Understanding Stroke Symptoms & Risks
Time lost is brain lost. Too many people do not recognize a stroke when it is happening and unfortunately wait too long to receive treatment before it’s too late.
What is a Stroke?
A stroke is a disruption of blood flow to the brain. This disruption can be the result of a clog from a blood clot or ruptured blood vessel which stops the flow of blood to the brain or a part of the brain. When blood flow is stopped, much needed oxygen and nutrients carried by blood cannot get to the brain.
If blood flow and oxygen to the brain are not restored in a matter of minutes, the stroke can damage brain cells and result in devastating consequences like paralysis, speech impediment, memory loss, vision loss, changes in behavior, and loss of self-dependence.
Warning Signs of a Stroke
Know stroke symptoms! When symptoms strike, get immediate emergency care. If you or someone you know experiences one or more of the following symptoms, CALL 911 or GO TO A HOSPITAL IMMEDIATELY! Receiving treatment within the first few hours can greatly reduce the risk of permanent damage or even death.
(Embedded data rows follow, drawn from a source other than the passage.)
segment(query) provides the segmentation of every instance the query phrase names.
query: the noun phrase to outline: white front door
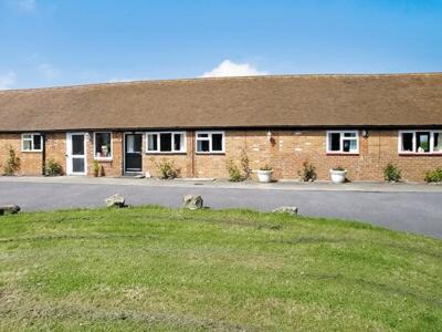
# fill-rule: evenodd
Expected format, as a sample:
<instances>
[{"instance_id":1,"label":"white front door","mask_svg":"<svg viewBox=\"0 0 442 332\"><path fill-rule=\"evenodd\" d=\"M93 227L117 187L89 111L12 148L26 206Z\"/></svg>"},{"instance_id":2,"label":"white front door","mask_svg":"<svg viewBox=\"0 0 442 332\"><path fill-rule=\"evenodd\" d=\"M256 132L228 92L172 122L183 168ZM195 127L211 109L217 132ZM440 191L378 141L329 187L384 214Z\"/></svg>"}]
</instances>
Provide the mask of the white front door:
<instances>
[{"instance_id":1,"label":"white front door","mask_svg":"<svg viewBox=\"0 0 442 332\"><path fill-rule=\"evenodd\" d=\"M86 133L66 134L66 174L87 174Z\"/></svg>"}]
</instances>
- Sudden numbness or weakness in the face, arm, or leg, especially on one side of the body.
- Sudden confusion or trouble speaking or understanding.
- Sudden trouble seeing in one or both eyes.
- Sudden trouble walking, dizziness, loss of balance or coordination.
- Sudden severe headache with no known cause.
- Sudden nausea, fever, vomiting, or having brief fainting spells.
Stroke Risk Factors
Everyone has some stroke risk.Risk factors include both controllable and uncontrollable risk factors. Controllable risk factors are those that you can change, often by making different lifestyle choices. Work to lower your risk factors as much as you can by managing your controllable risk factors.
According to the American Stroke Association, you are at a greater risk of having a stroke if you have one or more of the following controllable or uncontrollable risk factors.
Controllable Risk Factors
- Having high blood pressure.
- Having high cholesterol.
- Having a high red blood cell count.
- Being overweight or obese.
- Being inactive or lack of exercise.
- Heavy or excessive alcohol consumption.
- Cocaine/IV drug use.
- Experiencing heart and/or vascular disease.
- Having diabetes.
Uncontrollable Risk Factors
- If you are a man, being aged 45 or older.
- If you are a women, being aged 55 or older.
- Having sickle cell anemia. Your racial/ethnic group may be at higher risk for stroke than other groups. For example, African Americans are twice at risk of stroke.
- Having a family history of stroke.
- Having a personal history of stroke of TIAs (mini strokes).
Stroke is the third leading cause of death in America killing nearly 157,000 people each year. It is the most common cause of disability in adults. A stroke occurs every 45 seconds affecting an estimated 750,000 people suffer a stroke each year.